At this outset, Senior Advocate Rajeev Dhavan appearing for Respondent No 4 [Delhi Assembly] said, “That kind of notice is a familiar notice for the Parliament and all state assemblies. That you follow summons or if the privilege committee looks into it. When Parliament sent a notice, the etiquette to follow was also laid down. The committee has followed the same format of notice. The footnote of the first notice was so damaging that it goes into the heart of the issue.”
“My client will not go. We cannot get this deferred by saying a new notice will be issued”, Senior Advocate Harish Salve said.

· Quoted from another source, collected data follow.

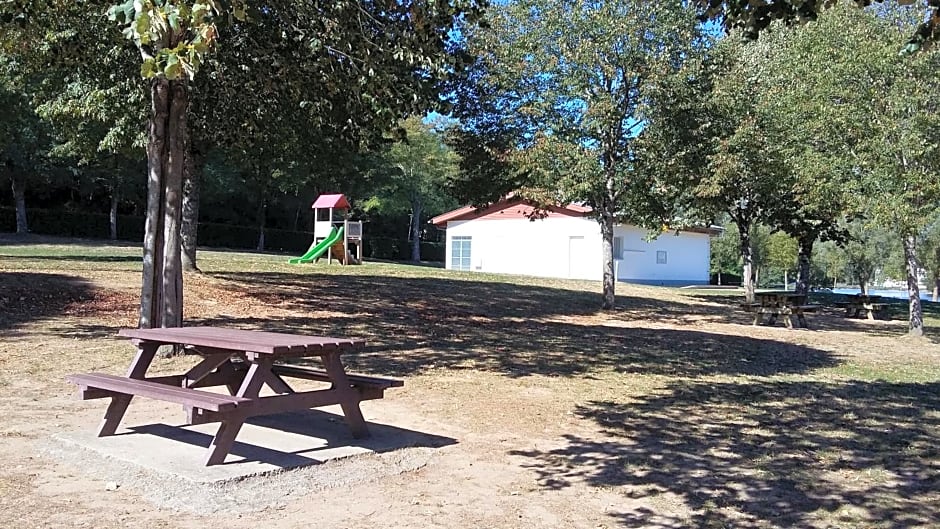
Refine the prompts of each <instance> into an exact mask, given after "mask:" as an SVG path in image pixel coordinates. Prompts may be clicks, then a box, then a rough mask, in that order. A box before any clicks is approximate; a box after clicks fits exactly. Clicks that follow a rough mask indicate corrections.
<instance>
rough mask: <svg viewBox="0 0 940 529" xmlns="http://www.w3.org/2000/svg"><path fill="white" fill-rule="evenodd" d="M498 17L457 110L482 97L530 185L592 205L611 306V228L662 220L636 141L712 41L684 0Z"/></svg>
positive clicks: (482, 38) (524, 11) (524, 6)
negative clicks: (645, 108)
mask: <svg viewBox="0 0 940 529" xmlns="http://www.w3.org/2000/svg"><path fill="white" fill-rule="evenodd" d="M490 15H491V16H490V17H489V18H488V20H487V28H486V29H482V30H481V31H478V32H473V33H471V34H469V35H468V41H469V42H470V49H471V51H473V52H475V54H476V55H478V57H479V60H478V61H479V62H478V63H477V64H476V65H475V66H476V67H475V69H474V76H472V77H471V78H470V80H469V82H470V83H471V84H472V85H473V89H472V90H467V93H470V94H473V95H475V96H477V97H466V96H465V97H464V98H463V99H462V100H460V101H458V107H464V108H465V109H471V108H472V105H475V104H477V103H479V102H480V101H481V100H482V101H484V105H483V106H482V110H483V111H485V112H489V113H490V115H484V116H482V117H481V118H480V120H481V121H483V122H484V123H487V124H495V125H496V127H494V128H495V130H496V131H508V132H509V137H511V138H512V143H510V145H512V146H513V148H518V151H517V152H516V153H515V155H514V156H513V162H514V163H515V164H516V166H517V167H518V168H520V169H521V170H522V171H524V172H525V173H526V175H527V179H526V182H527V183H528V184H529V185H530V186H531V187H534V188H538V189H541V190H550V191H557V192H555V193H554V197H553V198H554V199H555V201H557V202H572V201H576V202H583V203H585V204H587V205H589V206H590V207H592V209H593V212H594V216H595V218H596V220H597V222H598V223H599V224H600V229H601V235H602V240H603V245H602V246H603V248H602V250H603V263H604V265H603V302H602V307H603V308H604V309H612V308H613V307H614V299H615V298H614V285H615V277H614V260H613V228H614V224H615V222H617V221H639V222H643V224H647V225H649V224H653V223H652V222H650V221H649V220H650V219H649V218H648V217H647V215H646V213H647V211H645V210H648V209H649V208H646V207H644V206H647V205H648V203H647V201H646V198H647V197H648V196H649V195H650V194H652V190H651V189H649V188H647V187H646V183H647V182H646V181H645V180H644V179H643V178H642V175H643V172H642V171H640V170H638V168H637V167H635V145H634V140H635V138H636V135H637V133H638V131H639V130H640V129H641V128H642V124H643V119H644V115H643V109H644V105H645V104H646V103H647V102H648V101H647V100H648V94H649V92H650V91H651V90H652V89H653V88H654V87H655V85H656V83H657V81H658V80H659V79H661V78H663V77H665V76H666V75H668V74H669V73H671V72H674V71H675V70H677V69H679V68H680V67H681V65H682V64H683V63H684V62H685V61H686V60H689V59H690V57H693V56H695V55H696V54H697V53H699V52H700V51H701V49H702V47H703V44H704V43H703V39H702V36H701V34H700V27H699V25H698V24H697V23H696V21H695V13H694V12H693V11H692V10H691V9H688V8H687V7H686V5H685V4H684V3H683V2H681V1H679V0H670V1H666V2H642V1H638V0H621V1H611V2H601V3H598V2H586V1H582V0H565V1H560V2H556V1H549V0H531V1H516V2H509V3H508V4H506V5H504V6H501V7H500V9H498V10H493V11H491V13H490ZM460 95H461V94H458V98H459V97H460ZM470 112H471V111H469V110H468V111H467V112H461V113H458V117H459V118H461V119H464V117H465V116H468V115H469V114H470ZM471 119H472V118H471ZM467 127H468V128H470V129H471V130H472V128H473V124H469V125H467ZM484 130H485V129H484ZM494 136H495V138H496V140H497V141H493V142H484V145H495V146H496V147H497V149H498V147H499V145H500V143H501V142H500V141H499V139H501V138H503V137H505V136H504V135H502V134H496V135H494ZM494 154H496V155H499V152H498V150H497V151H496V152H495V153H494ZM657 220H659V222H658V223H657V227H659V228H661V227H662V219H657Z"/></svg>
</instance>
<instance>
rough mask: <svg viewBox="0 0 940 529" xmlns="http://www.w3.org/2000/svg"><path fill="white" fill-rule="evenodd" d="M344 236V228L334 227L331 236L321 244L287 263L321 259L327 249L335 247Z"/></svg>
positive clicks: (297, 263) (321, 242)
mask: <svg viewBox="0 0 940 529" xmlns="http://www.w3.org/2000/svg"><path fill="white" fill-rule="evenodd" d="M342 236H343V228H340V229H338V230H337V229H336V226H333V228H331V229H330V234H329V235H327V236H326V239H323V240H322V241H320V243H319V244H311V245H310V249H309V250H307V253H305V254H303V255H302V256H300V257H295V258H293V259H290V260H288V261H287V262H288V263H289V264H303V263H309V262H310V261H313V260H314V259H316V258H317V257H320V256H321V255H323V254H324V253H325V252H326V250H327V248H329V247H330V246H333V243H335V242H336V241H338V240H340V238H341V237H342Z"/></svg>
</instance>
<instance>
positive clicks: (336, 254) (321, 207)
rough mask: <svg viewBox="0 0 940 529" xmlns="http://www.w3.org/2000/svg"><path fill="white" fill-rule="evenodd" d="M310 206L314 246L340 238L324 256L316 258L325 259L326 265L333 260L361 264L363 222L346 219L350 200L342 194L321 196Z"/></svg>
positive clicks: (330, 262)
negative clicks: (334, 228)
mask: <svg viewBox="0 0 940 529" xmlns="http://www.w3.org/2000/svg"><path fill="white" fill-rule="evenodd" d="M312 207H313V244H314V245H316V244H318V243H320V242H322V241H324V240H326V239H328V238H330V237H331V236H335V235H340V236H339V237H338V238H337V239H336V241H335V242H334V243H333V244H331V245H330V246H329V249H328V250H327V251H326V252H325V254H323V255H321V256H318V257H317V258H318V259H319V258H320V257H324V256H325V257H326V259H327V262H329V263H332V262H333V259H336V260H338V261H339V262H341V263H342V264H356V263H361V262H362V221H351V220H349V218H348V216H349V201H347V200H346V197H345V196H344V195H342V194H334V195H320V196H319V197H317V199H316V200H315V201H314V202H313V206H312ZM334 228H335V230H334ZM353 251H354V252H355V253H353Z"/></svg>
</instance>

Dr. Singhvi responded to a question asked by Justice Kaul indicating that Mr. Salve had submitted that the Assembly cannot compel Mr. Mohan to give evidence on oath and that the Assembly did not send notice to Facebook for sending "any other alternative competent person" accustomed with the facts of the case.
To this, Dr. Singhvi replied "I have never said that apart from Mr. Ajit Mohan anyone else cannot be recognized before us."
At the outset, Justice Kaul asked Dr Singhvi to articulate his submission in one line to which Dr Singhvi said that, “ My submission is that any senior, competent responsible officer must come in summons so that my powers remain intact but I have not certainly fixed the notice to one person only”
In his second primary submission, Dr Singhvi contended that the Bench has heard submissions categorically premised and camouflaged on a very remarkable and wrongful absence of mutual respect in a difference between organs be it judicial or legislative organ Etc.
He further relied on the judgement passed by the Hon’ble Supreme Court in Shreya Singhal v Union of India (Writ Petition (Criminal) No.167 Of 2012) stated that the nature of the argument that the petitioner being an intermediary is not guilty and questioning on he being called is the worst barrage of advance ruling, lack of cause of action and in a legislative summons the prior interpretation of Information Technology Act, 2000.
Coming to the Third submission, Dr Singhvi contended that committee proceedings are house proceedings and the Bench does not normally look into or second guess or police house proceedings therefore by implication also in committee proceedings. Further stated that the whole idea behind this is reciprocal respect and also said that the petitioner has neither challenged the Constitution of the Peace and Harmony Committee nor its terms of reference.
Thereafter Dr Singhvi argued that it is an undisputed position in Indian Law that all committees of Legislature have power to summon and enforce compulsory attendance of persons including private persons and corporations as a witness and ensure their attendance through compulsory process.
Dr Singhvi elaborated Article 239 AA of the Constitution of India,1950 and relied on a bunch of Judgements including Government of NCT of Delhi v. Union of India.
Due to some problem in internet connectivity at Justice SK Kaul’s residence, Dr Singhvi could not conclude his arguments.
This matter will now be heard on February 4 after miscellaneous matters.